Professor Unrat by Heinrich Mann
What a downfall…or is it the reverse?
I am not sure how famous professor Unrat is. I knew about The Blue Angel, a film with Marlene Dietrich, but had never heard about the professor before this morning.
Sure, professor Rath is the lead male role in the film, but it is Dietrich who steals the show and makes everybody else in the movie forgettable.
The version I hear is an adaptation for Romanian National Radio, with George Constantin in the main role. If Marlene Dietrich captivates in the film, the opposite is true in the play- George Constantin as professor Rath is the actor who dominates the show.
The real name is Rath, but a word play makes for a rather insulting nickname: Unrat, which means something like garbage.
He is a severe teacher and doctor in sciences, at the start of the play. His involution makes the listener draw some lessons about the downfall of the strong and self-assured.
In class, the professor finds some lurid verses, addressed to a woman named Lola Lola. The mention of a breast and the provocative appearance of the material infuriate the conservative teacher.
Conservative to begin with, but rather liberal as we advance through the play.
Professor Unrat decides to find the singer Lola Lola and starts a little investigation in town. It is no easy matter, in the first stages, for people were looking down on the profession, and the shoe maker, when asked about a singer says:
- I have nothing to do with that sort
Blue Angel is the bar where Lola Lola and some others sing. And the students that the teacher is looking for are there.

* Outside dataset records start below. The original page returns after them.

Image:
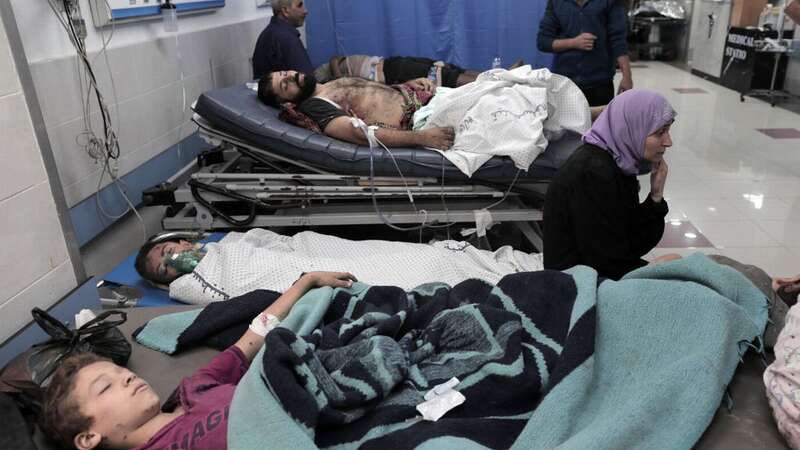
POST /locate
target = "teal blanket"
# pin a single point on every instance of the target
(667, 342)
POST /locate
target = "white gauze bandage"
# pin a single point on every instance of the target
(263, 324)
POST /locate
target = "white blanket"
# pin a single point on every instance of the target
(261, 259)
(506, 113)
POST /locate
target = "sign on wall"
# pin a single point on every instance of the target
(105, 12)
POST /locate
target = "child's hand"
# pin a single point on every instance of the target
(332, 279)
(789, 284)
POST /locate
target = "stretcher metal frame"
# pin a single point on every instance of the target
(311, 196)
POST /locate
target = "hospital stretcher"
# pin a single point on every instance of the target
(268, 173)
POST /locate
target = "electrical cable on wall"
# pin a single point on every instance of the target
(104, 149)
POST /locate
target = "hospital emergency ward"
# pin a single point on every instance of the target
(386, 224)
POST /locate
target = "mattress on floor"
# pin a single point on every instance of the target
(237, 111)
(747, 426)
(125, 273)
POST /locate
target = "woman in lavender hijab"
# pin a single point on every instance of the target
(592, 213)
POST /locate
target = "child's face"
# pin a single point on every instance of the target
(116, 399)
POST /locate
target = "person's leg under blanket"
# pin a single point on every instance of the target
(760, 278)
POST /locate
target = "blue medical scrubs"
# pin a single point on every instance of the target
(279, 48)
(592, 71)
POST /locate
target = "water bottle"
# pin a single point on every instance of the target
(432, 73)
(497, 63)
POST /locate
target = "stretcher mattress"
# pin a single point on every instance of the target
(237, 111)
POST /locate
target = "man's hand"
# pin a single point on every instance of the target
(789, 284)
(438, 138)
(658, 177)
(422, 84)
(332, 279)
(625, 85)
(584, 42)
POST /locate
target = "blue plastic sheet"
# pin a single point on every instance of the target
(469, 33)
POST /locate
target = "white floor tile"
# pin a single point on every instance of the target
(701, 208)
(735, 234)
(786, 233)
(777, 261)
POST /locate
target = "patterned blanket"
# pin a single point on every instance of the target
(357, 380)
(545, 360)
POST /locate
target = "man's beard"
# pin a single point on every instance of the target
(307, 87)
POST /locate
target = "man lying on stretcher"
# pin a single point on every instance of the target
(331, 105)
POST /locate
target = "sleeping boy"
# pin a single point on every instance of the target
(92, 403)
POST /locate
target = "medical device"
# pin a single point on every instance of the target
(107, 12)
(186, 261)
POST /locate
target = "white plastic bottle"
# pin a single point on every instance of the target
(497, 63)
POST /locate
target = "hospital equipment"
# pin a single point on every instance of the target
(184, 262)
(108, 12)
(268, 173)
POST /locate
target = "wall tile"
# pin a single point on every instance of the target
(58, 90)
(9, 83)
(43, 293)
(127, 80)
(23, 154)
(34, 243)
(149, 92)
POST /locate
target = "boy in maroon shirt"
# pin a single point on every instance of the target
(93, 403)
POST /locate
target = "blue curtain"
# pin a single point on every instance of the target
(468, 33)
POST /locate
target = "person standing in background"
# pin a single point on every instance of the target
(588, 37)
(793, 11)
(279, 46)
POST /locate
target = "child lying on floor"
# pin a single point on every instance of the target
(93, 403)
(782, 377)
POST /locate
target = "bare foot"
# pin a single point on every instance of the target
(787, 289)
(666, 258)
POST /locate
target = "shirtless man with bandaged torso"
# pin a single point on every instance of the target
(332, 104)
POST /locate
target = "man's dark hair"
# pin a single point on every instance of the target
(141, 262)
(265, 92)
(61, 418)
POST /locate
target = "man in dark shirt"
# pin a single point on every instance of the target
(279, 46)
(588, 37)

They escape through a window and the Unrat, after stumbling upon tables and spilling customers ‘drinks, manages to meet the infamous Lola.
She is a success on stage and is envied by the other performers, who are rushed off stage by an audience eager to listen to Lola.

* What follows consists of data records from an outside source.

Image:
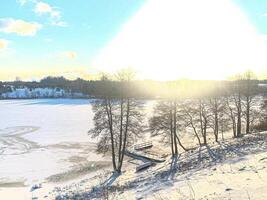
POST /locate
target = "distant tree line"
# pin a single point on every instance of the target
(140, 88)
(197, 108)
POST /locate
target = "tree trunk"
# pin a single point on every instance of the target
(238, 134)
(174, 129)
(248, 116)
(125, 134)
(171, 130)
(110, 121)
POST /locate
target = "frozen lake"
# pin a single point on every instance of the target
(42, 137)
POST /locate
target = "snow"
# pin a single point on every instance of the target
(39, 137)
(27, 93)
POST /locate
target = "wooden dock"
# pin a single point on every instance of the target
(139, 156)
(142, 146)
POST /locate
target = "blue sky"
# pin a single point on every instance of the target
(63, 37)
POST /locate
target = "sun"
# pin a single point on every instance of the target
(170, 39)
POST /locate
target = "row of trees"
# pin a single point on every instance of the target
(200, 110)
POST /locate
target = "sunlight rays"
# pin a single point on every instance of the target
(173, 39)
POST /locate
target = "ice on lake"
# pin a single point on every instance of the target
(38, 137)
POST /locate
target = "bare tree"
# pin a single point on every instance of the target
(165, 122)
(249, 91)
(118, 117)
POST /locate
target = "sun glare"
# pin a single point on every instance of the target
(194, 39)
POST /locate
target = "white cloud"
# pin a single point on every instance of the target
(18, 26)
(4, 44)
(59, 23)
(67, 54)
(165, 41)
(42, 8)
(22, 2)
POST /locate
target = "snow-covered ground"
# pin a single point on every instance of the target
(43, 137)
(231, 169)
(27, 93)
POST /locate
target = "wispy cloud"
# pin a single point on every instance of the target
(18, 26)
(4, 44)
(68, 54)
(59, 23)
(42, 8)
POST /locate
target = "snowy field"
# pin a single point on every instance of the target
(43, 137)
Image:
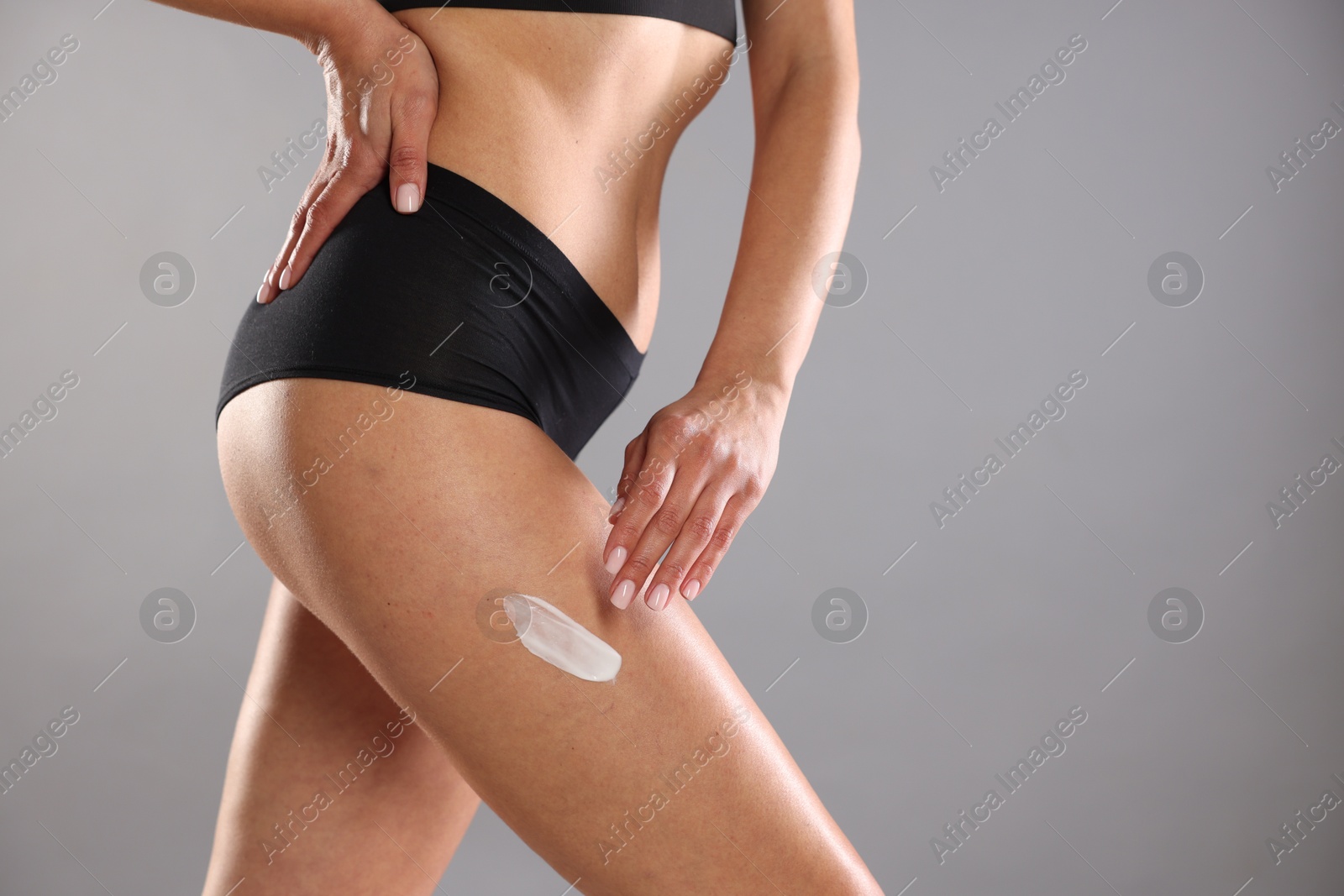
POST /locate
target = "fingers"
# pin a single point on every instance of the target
(628, 551)
(343, 190)
(730, 523)
(270, 282)
(635, 453)
(413, 116)
(691, 542)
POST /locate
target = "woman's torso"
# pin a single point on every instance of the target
(570, 118)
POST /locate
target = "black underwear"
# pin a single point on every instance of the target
(719, 16)
(464, 300)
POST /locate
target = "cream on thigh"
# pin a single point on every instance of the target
(398, 519)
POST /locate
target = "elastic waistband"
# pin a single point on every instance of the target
(510, 224)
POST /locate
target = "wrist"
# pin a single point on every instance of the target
(347, 29)
(738, 385)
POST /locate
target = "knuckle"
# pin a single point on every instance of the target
(722, 537)
(638, 567)
(418, 103)
(702, 528)
(753, 486)
(405, 159)
(669, 520)
(652, 490)
(678, 429)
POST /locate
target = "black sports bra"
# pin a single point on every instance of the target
(719, 16)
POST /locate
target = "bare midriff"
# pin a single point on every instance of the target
(570, 118)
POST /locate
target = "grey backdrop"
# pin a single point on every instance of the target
(983, 633)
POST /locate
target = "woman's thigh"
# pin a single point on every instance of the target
(331, 786)
(394, 516)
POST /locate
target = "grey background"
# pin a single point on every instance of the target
(1028, 602)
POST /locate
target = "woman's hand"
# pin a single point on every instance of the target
(690, 481)
(382, 96)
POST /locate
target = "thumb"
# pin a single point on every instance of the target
(413, 114)
(635, 453)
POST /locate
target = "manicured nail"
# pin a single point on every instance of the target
(407, 199)
(624, 594)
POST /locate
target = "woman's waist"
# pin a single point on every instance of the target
(570, 120)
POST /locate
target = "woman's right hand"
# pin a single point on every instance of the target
(382, 97)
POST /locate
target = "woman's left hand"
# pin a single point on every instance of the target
(690, 481)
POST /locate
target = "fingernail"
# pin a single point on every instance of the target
(624, 594)
(407, 199)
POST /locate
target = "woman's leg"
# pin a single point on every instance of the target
(391, 809)
(394, 531)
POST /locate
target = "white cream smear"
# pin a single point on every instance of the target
(548, 633)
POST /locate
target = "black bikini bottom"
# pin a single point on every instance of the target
(464, 300)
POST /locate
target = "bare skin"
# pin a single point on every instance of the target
(394, 548)
(385, 560)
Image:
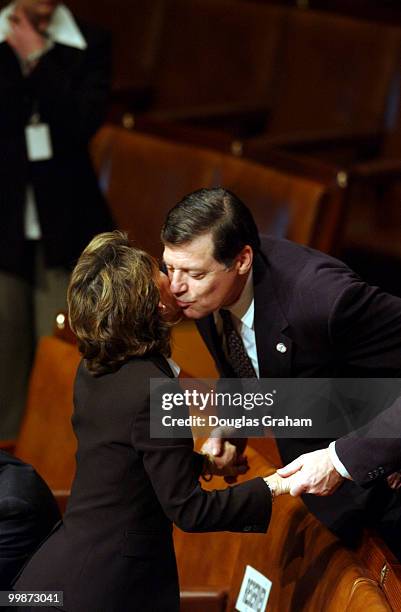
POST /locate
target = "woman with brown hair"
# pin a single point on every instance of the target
(114, 552)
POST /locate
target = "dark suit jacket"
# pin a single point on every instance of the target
(69, 88)
(374, 450)
(333, 325)
(28, 511)
(114, 551)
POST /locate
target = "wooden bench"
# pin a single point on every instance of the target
(144, 176)
(310, 570)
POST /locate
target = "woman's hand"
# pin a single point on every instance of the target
(277, 485)
(230, 464)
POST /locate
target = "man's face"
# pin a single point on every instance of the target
(38, 9)
(199, 283)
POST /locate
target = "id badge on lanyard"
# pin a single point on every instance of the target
(38, 140)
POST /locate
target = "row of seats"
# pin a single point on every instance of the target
(143, 177)
(373, 10)
(309, 569)
(250, 66)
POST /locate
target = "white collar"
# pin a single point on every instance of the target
(243, 308)
(63, 28)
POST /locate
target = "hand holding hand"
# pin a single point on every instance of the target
(228, 464)
(277, 485)
(225, 453)
(24, 38)
(394, 480)
(312, 473)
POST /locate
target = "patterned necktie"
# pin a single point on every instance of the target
(237, 356)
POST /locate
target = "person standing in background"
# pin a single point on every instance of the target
(54, 86)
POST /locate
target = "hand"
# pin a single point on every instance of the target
(312, 473)
(278, 486)
(168, 304)
(224, 453)
(230, 468)
(215, 444)
(24, 38)
(394, 480)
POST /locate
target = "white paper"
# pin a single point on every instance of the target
(38, 142)
(254, 592)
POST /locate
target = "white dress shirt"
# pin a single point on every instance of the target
(64, 30)
(242, 312)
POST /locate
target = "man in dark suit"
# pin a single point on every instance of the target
(54, 84)
(298, 313)
(28, 511)
(364, 456)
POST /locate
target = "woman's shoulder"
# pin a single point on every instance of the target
(149, 366)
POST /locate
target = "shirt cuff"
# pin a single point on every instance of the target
(341, 469)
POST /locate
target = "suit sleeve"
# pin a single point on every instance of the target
(366, 332)
(173, 469)
(373, 451)
(365, 326)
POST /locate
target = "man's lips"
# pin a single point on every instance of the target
(182, 304)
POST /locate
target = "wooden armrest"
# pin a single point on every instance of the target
(292, 163)
(377, 170)
(180, 132)
(213, 111)
(203, 600)
(61, 498)
(310, 139)
(383, 566)
(8, 446)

In the first place, there is a severe scolding from the professor, something like this:
- Miss Lola, you should leave my students alone
- I do not make them do anything
- You have a bad influence on them
- You think?
- I will call the police!
After an exchange of threats and protestations, peace seems to descend. One performer says, more or less:
- We are in the same business, professor
- How?
- Art and science are the same devil
The evolution may seem predictable to some readers and come as a shock to others. It reminds me of Rain, by Somerset Maugham, where a priest is moralizing a “loose woman” only to find that his distaste turns into a very different feeling.
The professor Rath drinks wine with Lola then buys champagne, at the bequest of her colleagues and becomes a frequent visitor of the very place he had despised.
The moralist thunders about values and respectability, but gradually descends on the path of perdition, as fundamentalists would see it.
He falls in love with Lola, who has a penchant for older men and is tired by young students, who try to get revenge, when she is turning them down.
Just in case you have reached so far, I will not spoil the surprises that the play has to offer. From where I stand, the finale is intriguing and thought provoking.
I liked the Professor Unrat, translated as The Blue Angel, in great part thanks to the performance of George Constantin, who transforms a play to which I would not give too much attention, into a memorable experience.